To complete the setup, personal key bindings for applications are to be setup such as Scrot, and menu options are to to customised. The login manager can also be styled to integrate with the rest of the look of the OS.

Future enhancements
There are numerous software packages which could be tested, to minimise memory usage and maximise speed. Visually, I think that Rofi could be very nicely integrated into this setup and could be very useful. As mentioned, keybindings should be setup to make use of the installed software such as scrot for screencapture etc. The menu items should be optimised and a menu editor should be installed for ease of customisation. Assuming that it won't be possible to stream videos from YouTube, an easier method of browsing YouTube, downloading and playing videos should be created. A possible fork of tboplayer may need to be created, focused on YouTube browsing. 

Final Thoughts
This setup starts up using about 100MB RAM which is very impressive. This may even be lighter than other super lightweight Linux versions when setup similarly such as Puppy Linux, Diet Pi or TinyCore. Considering that this is running on a Pi Zero, it's reasonably responsive. It is fairly usable for editing documents, light photo editing, emails, listening to music or watching some downloaded video. Remotely connecting to another machine via RealVNC works fairly well, but don't expect to watch youtube videos through the remote session as there is a bit of lag on the response. 

The major weakness of this setup though is the browsing performance. Whilst Dillo is very fast, and is just about usable to browse some sites such as Wikipedia, it does not support JavaScript. This means that many sites do not work properly or load at all. Midori is a reasonable browser, but is very slow on the Pi. It could however be a fallback when a modern browser is absolutly necessary.
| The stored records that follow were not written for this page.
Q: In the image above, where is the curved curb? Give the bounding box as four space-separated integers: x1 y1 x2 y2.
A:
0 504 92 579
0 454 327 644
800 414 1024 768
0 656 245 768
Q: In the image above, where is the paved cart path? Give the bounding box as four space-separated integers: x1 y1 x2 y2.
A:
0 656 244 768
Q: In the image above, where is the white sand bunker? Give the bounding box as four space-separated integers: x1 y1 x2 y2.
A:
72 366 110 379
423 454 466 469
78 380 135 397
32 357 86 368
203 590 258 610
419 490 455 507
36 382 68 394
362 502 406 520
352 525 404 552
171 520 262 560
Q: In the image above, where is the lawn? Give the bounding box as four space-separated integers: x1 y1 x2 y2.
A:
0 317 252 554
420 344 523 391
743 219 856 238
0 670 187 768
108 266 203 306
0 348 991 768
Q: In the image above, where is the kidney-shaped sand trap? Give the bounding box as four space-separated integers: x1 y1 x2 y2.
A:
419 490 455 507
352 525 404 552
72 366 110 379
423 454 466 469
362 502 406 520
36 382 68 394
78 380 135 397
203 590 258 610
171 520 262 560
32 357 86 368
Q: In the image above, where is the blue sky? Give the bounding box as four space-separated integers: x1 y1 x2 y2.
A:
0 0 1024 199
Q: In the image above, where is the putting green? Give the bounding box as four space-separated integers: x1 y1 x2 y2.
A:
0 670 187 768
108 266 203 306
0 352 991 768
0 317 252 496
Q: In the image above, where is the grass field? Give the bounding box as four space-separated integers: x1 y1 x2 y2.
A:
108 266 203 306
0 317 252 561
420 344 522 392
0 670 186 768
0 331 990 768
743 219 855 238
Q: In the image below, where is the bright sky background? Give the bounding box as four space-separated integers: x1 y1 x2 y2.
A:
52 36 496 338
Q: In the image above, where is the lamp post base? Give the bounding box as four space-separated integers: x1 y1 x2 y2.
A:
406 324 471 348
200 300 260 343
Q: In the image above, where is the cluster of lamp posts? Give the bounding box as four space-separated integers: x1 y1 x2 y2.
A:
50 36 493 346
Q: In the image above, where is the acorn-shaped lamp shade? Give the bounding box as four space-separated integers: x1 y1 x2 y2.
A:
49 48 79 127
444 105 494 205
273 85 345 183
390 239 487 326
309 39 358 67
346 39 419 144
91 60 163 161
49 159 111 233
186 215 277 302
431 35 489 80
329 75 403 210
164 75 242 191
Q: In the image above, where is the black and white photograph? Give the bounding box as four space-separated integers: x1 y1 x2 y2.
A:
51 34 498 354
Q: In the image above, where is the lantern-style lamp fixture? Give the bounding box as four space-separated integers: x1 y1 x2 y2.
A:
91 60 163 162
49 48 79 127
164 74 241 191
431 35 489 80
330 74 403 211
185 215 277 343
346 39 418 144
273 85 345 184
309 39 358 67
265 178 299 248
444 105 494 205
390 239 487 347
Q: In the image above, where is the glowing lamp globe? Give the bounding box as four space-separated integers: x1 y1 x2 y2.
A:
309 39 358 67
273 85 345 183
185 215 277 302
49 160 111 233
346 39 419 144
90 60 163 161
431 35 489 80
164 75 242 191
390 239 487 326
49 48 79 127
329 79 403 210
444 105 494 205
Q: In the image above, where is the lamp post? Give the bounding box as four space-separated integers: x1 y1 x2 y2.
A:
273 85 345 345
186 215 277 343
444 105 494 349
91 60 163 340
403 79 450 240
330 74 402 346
A possible alternative to Midori could be NetSurf, but this hasn't been tested as yet. Apparently supporting JavaScript and using a lightweight rendering engine, it might provide a more complete browser than Dillo. To watch YouTube videos, currently tboplayer is used to search and download the videos, but this is not ideal. The playback performance using omxplayer is very good, but the searching and browsing is very cumbersome. An alternative to downloading the entire video before playback may be to is to use VLC to stream and transcode the video, but this hasn't been tested as yet.

Overall though, it is still very impressive what can be achieved with a lightweight system like this and even if this isn't setup on a Pi Zero, it may be useful on more powerful hardware to maximise resources available. As an exercise in restraint, it shows just how much can be achieved when limiting the installed software to only what's required.